To study these asymmetries in even more detail, the HERMES collaboration decided to run during its final phase from 2006 to 2007 with a new recoil detector in combination with an unpolarized target. The device will employ silicon detectors and scintillating fibre trackers as well as a detector to measure photons. It will sit closely around the target and detect the slow-moving recoil proton in coincidence with the electron and the photon, thus ensuring full exclusivity of the data sample.

The enhanced selectivity of these measurements will provide a unique opportunity to assess the promise of GPDs as the next step in understanding the spin structure of the nucleon. In particular, data taken with this new detector will put serious constraints on the GPD H. In combination with the already existing DVCS data and measurements of the only other known reaction to access the GPD E on a proton target – the elastic electroproduction of ρ0 vector mesons with the proton being transversely polarized, already measured at HERMES (2002-2005) – these forthcoming results will eventually allow an extraction of the total angular momentum of the up quark in the nucleon through the remaining GPD models.

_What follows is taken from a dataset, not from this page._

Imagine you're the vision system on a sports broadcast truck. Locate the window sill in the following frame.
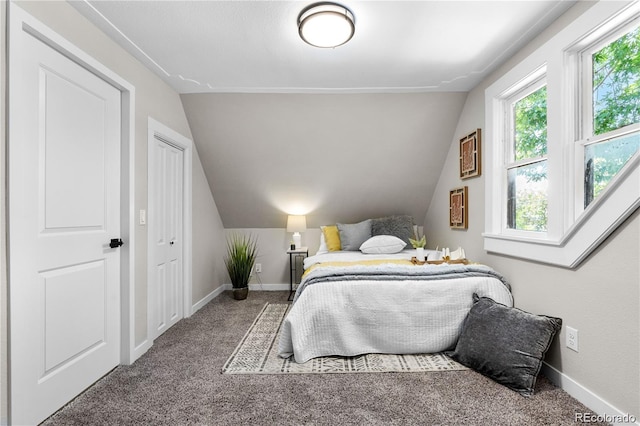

In addition to these studies on polarized targets, the physics programme at HERMES also includes a great variety of other points of interest, such as measurements of unpolarized DIS events. These allow the collaboration to search for pentaquark exotic baryon states, give insight into quark propagation in nuclear matter and quark fragmentation, and provide a rigorous test of factorization. DESY’s HERA accelerator will continue operations through to summer 2007. Every effort is being made at HERMES to maximize the impact of the remaining beam time, with the goal of fitting in as many pieces of the nucleon-spin puzzle as possible.